I have not done proper academic research, but in the long calamity and consequences of the fall-out from 2007-8, I have seen very little evidence to suggest that the Fraud Act has proved much use in the Banking and Finance sector, which has had to rely on regulation and fines (which merely become a cost of doing business). There are some good papers, articles on this general matter (David Corker, or Anat Adamti in the US for example ), but it does not receive the attention it should – for reasons that perhaps should be explored.
Prima facie the Act looks like it should work
If it does not it is a lack of willing to make it do so
I do not think the “prima facie” gloss of surface appearance will work here. I am thinking of hard evidence; experience and facts as the basis of illumination. I do not have the answers, but I have the questions; and from my admittedly narrow observation of limited facts, I am highly sceptical of the adequacy of statute.
The question I would ask is simple but robust.

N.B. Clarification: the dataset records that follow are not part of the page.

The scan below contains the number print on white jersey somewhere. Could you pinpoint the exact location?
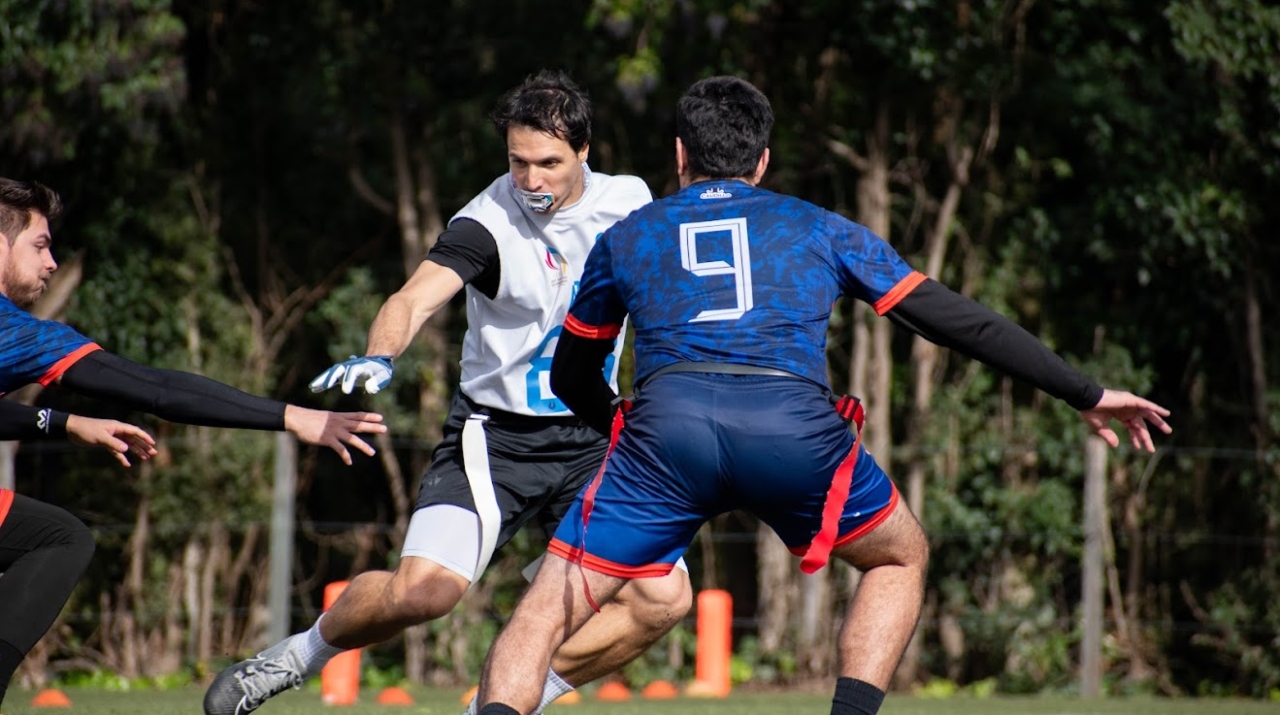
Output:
[680,219,753,322]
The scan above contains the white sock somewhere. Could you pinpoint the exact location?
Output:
[294,614,347,673]
[534,669,573,714]
[462,670,573,715]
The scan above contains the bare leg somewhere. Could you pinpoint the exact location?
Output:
[552,568,694,687]
[320,556,470,650]
[477,554,626,712]
[832,501,929,691]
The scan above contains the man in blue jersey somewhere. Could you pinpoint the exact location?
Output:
[0,179,387,701]
[480,77,1170,715]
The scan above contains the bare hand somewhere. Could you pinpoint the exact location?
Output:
[284,404,387,466]
[67,414,156,467]
[1080,390,1174,452]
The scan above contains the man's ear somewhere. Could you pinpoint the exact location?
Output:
[676,137,690,188]
[751,147,769,187]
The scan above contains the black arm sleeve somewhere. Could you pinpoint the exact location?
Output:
[886,280,1102,409]
[60,350,285,431]
[552,330,618,436]
[0,399,70,440]
[426,219,500,299]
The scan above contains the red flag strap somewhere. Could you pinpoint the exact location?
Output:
[800,395,865,573]
[575,399,631,613]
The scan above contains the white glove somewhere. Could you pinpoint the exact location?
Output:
[311,356,392,395]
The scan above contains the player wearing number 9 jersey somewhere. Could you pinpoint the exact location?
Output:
[468,77,1167,715]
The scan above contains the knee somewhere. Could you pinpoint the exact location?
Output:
[618,568,694,633]
[60,514,97,573]
[388,563,470,623]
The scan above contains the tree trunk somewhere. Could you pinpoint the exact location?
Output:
[755,522,796,652]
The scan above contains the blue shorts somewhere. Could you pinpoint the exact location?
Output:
[549,372,897,578]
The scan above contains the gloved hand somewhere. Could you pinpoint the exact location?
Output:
[311,356,392,395]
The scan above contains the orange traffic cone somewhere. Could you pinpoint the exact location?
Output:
[31,688,72,707]
[595,680,631,702]
[552,691,582,705]
[378,686,413,705]
[640,680,680,700]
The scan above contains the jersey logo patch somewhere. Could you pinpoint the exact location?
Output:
[543,246,568,285]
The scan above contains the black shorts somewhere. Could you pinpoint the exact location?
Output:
[415,390,609,547]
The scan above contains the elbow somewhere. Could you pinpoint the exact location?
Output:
[550,359,573,409]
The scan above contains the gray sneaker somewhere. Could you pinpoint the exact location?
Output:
[205,637,307,715]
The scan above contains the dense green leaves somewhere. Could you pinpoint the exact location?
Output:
[0,0,1280,696]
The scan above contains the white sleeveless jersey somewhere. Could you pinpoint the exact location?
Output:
[449,173,653,416]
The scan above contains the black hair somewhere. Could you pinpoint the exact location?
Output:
[492,69,591,151]
[676,77,773,179]
[0,178,63,246]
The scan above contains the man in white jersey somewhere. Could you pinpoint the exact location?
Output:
[205,72,692,715]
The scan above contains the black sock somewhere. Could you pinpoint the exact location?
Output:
[831,678,884,715]
[0,641,27,705]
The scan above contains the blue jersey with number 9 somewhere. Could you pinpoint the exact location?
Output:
[564,180,924,385]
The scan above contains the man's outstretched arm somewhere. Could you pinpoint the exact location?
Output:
[550,330,618,436]
[0,400,156,467]
[884,279,1172,452]
[58,350,387,464]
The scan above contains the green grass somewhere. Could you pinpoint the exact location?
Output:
[4,688,1280,715]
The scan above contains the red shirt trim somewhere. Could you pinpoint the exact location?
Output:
[788,481,901,556]
[872,271,929,316]
[0,489,13,524]
[37,343,102,388]
[564,316,622,340]
[547,538,676,578]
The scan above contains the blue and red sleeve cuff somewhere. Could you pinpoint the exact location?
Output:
[564,315,622,340]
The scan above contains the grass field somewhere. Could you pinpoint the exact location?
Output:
[4,688,1280,715]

How often has the Fraud Act (2006) been used since 2006 in the Banking and Finance sector 1) to mount a prosecution 2) how often has it produced a guilty verdict, and 3) where either a prosecution has been mounted or a guilty verdict produced in this general area, how much has any legal effectiveness actually achieved over the last decade or more, relied on older legislation or the common law; legislation or common law that the Fraud Act was supposed to replace?
On related issues, how effective – just for example – is the criminal cartel law in effecting prosecutions and guilty verdicts? How often has the Bribery Act (2010) been used? Has Section 7 (failing to prevent bribery) been used to prosecute anyone at all; and if so, has anyone been found guilty?
I suespect the answer is close to or actually none in most cases
I think the subsequent careers of Blair and Osborne explains why many seek public office. I would not go as far as Louis Namier who claimed that wealth-seeking was the principal motive of all 18th century politicians, but we are well on the way back to that era. The difference is that Pitt & co were developing an empire to plunder whilst our shoddy crew are reduced to milking what remains of our public services and offering open house to the crooks of the world.
I think you are right
I was looking at how easy it would be to set up a company for my wife to provide her services through the other day (I know, I know …) and it is indeed very easy. She provides Early Years support, parent support, training etc. to local councils, Children’s Centres etc. It all seemed very easy and it “costs £12 and can be paid by debit or credit card or Paypal account”.
But I suspect she can’t call her company EY Consulting Ltd 🙂
Reblogged on Jobbery
On the Isle of Man the controls are incredibly difficult/stringent to make forming a company worth while, also relatively expensive. Also fines for late annual returns, share transfers, changes in directors etc are strictly enforced.
The UK is the best place to form a company, do your dirty deeds and walk away from it.